Ransomware and other types of hacking attacks have gained more attention in the news this year and have hit the radar of senior business managers. However, there is little information about the devastating effects of social engineering on business operations. Although it sounds like a benign technical term, social engineering is actually a form of hacking that often slips under the radar to have significant operational impacts. With social engineering, hackers attempt to make personal connections with people in the hopes they will give up key pieces of information that can result in large disruptions.
To exploit their victims, hackers open up fake accounts on sites like Facebook or Pinterest or they send out emails, hoping to connect with a trusting individual. These hackers will bide their time, sometimes taking months to establish relationships with people in order to gain their trust. They try to find out everything about their victims, including where they work, the type of work they perform, and the names of their pets or children (people often use these as passwords) and any other information that will help them exploit the situation.
Hackers are skilled in making themselves appear credible.
Sometimes they might call or email posing as a representative of a trusted company such as Microsoft and inform the individual they “have a critical update” that must be downloaded to their computer. But first they need the password or other important information to complete the task. An internet search of “critical update scam” shows scads of these ploys.
Hackers are successful because they are skilled in making themselves appear credible. Often they associate themselves with a reputable company or charity; sometimes they seemingly take a real interest in an individual’s life. After establishing trust, the hacker can gain access to internal systems or corporate email addresses, or they can download malicious software or perhaps even use extortion.
So what can businesses do to protect their sensitive data? They certainly can’t bar their employees from having personal email addresses or social media accounts. The recommendation is to train employees to watch out for signs of social engineering exploitation. Because hackers either use social media, phones or emails to exploit vulnerable workers, employees must pay attention to all forms of communication. This includes internal emails as well–some of the worst damage occurs when a hacker poses as a coworker asking for sensitive information. Companies need to instruct their employees to be wary of receiving any unusual emails or phone calls asking them to do out of the ordinary tasks.

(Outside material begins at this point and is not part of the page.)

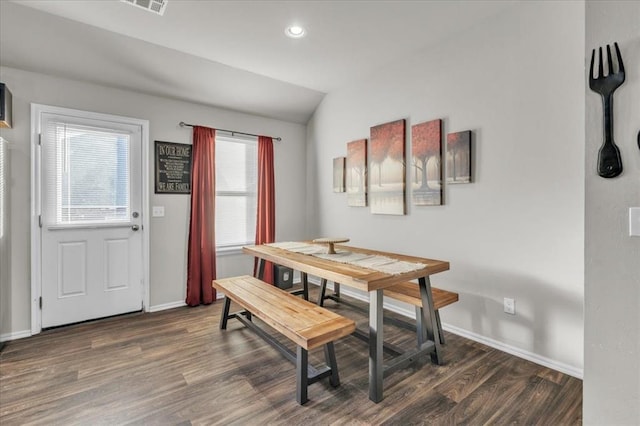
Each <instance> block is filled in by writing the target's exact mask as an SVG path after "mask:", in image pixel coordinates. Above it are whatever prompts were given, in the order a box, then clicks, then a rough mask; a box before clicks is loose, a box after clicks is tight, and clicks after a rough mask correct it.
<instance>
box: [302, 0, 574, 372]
mask: <svg viewBox="0 0 640 426" xmlns="http://www.w3.org/2000/svg"><path fill="white" fill-rule="evenodd" d="M454 24H455V23H452V25H454ZM583 52H584V4H583V3H582V2H525V3H521V4H518V5H517V7H514V8H512V9H510V10H508V11H507V12H506V13H504V14H502V15H500V16H497V17H495V18H491V19H490V20H489V21H486V22H484V23H482V24H479V25H478V26H476V27H475V28H473V29H471V30H469V31H467V32H464V33H461V34H459V35H458V36H457V37H455V38H452V39H450V40H448V41H446V42H443V43H440V45H439V46H437V47H434V48H432V49H429V50H425V51H422V52H416V53H415V54H414V55H412V56H410V57H407V58H405V59H403V60H402V61H399V62H398V63H396V64H395V65H393V66H390V67H388V68H386V69H382V70H378V71H375V72H373V73H372V74H371V75H369V76H363V78H362V79H361V81H360V82H359V83H357V84H356V85H353V86H349V87H348V88H344V89H343V90H338V91H335V92H332V93H330V94H329V95H327V96H326V97H325V99H324V100H323V102H322V104H321V105H320V107H319V108H318V109H317V111H316V113H315V115H314V117H313V118H312V120H311V122H310V123H309V126H308V129H307V138H308V141H307V143H308V151H307V164H308V169H309V171H308V193H309V194H318V195H317V198H316V197H312V196H310V197H309V198H308V199H307V202H308V206H309V212H310V214H313V215H314V216H313V217H312V218H311V219H310V224H314V223H315V224H316V226H315V227H311V228H310V231H311V233H312V234H313V235H314V236H345V237H349V238H350V239H351V244H352V245H355V246H364V247H368V248H376V249H382V250H388V251H395V252H401V253H407V254H414V255H419V256H424V257H431V258H435V259H444V260H448V261H450V262H451V270H450V271H448V272H446V273H442V274H438V275H436V276H434V277H433V279H432V283H433V284H434V285H435V286H438V287H443V288H446V289H451V290H455V291H457V292H459V293H460V302H459V303H457V304H455V305H453V306H450V307H447V308H446V309H444V310H443V312H442V318H443V321H444V322H445V323H447V324H448V325H449V327H450V328H454V329H456V330H458V331H459V332H463V333H467V334H469V333H471V334H472V335H475V336H476V337H481V338H483V339H489V340H490V341H492V342H494V343H497V344H501V345H508V346H510V347H511V348H514V349H515V350H516V351H521V352H525V353H528V354H529V355H531V356H532V357H533V358H538V359H539V360H541V361H543V362H547V363H551V364H553V365H555V366H556V367H557V368H559V369H561V370H563V371H566V372H569V373H571V374H574V375H577V376H580V375H581V374H582V366H583V354H582V345H583V268H584V260H583V227H584V222H583V211H584V97H585V93H584V84H585V80H584V57H583ZM380 54H381V55H384V54H385V52H380ZM401 118H405V119H407V129H409V128H410V126H411V125H412V124H416V123H420V122H423V121H427V120H432V119H436V118H442V119H443V120H444V124H443V125H444V132H445V133H446V132H452V131H460V130H467V129H470V130H473V131H474V133H475V146H474V149H475V152H476V154H475V169H476V172H475V182H474V183H472V184H468V185H457V186H448V187H446V189H445V205H444V206H439V207H418V206H412V205H410V204H409V205H408V206H407V210H408V213H407V215H406V216H384V215H372V214H371V213H370V212H369V209H368V208H358V207H348V206H347V199H346V196H345V194H335V193H333V192H332V159H333V158H334V157H338V156H343V155H346V143H347V142H349V141H352V140H356V139H360V138H368V137H369V128H370V127H371V126H373V125H376V124H380V123H384V122H388V121H393V120H397V119H401ZM408 134H409V132H408ZM407 152H410V142H409V141H408V142H407ZM407 179H410V174H409V173H407ZM408 200H410V197H408ZM409 203H410V201H409ZM504 297H510V298H514V299H515V300H516V310H517V315H516V316H511V315H507V314H505V313H503V307H502V303H503V298H504Z"/></svg>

Training employees about the pitfalls of social engineering brings awareness to the issue. If a hacker does attempt to contact an employee in any way, it should raise a red flag in the employee’s mind and they will know not to divulge any professional or personal information.
Hackers make millions using these methods and evidence points to them changing their approaches regularly. Every business owner and manager needs to develop a strategy to keep social engineering from causing harm by impacting productivity and profitability.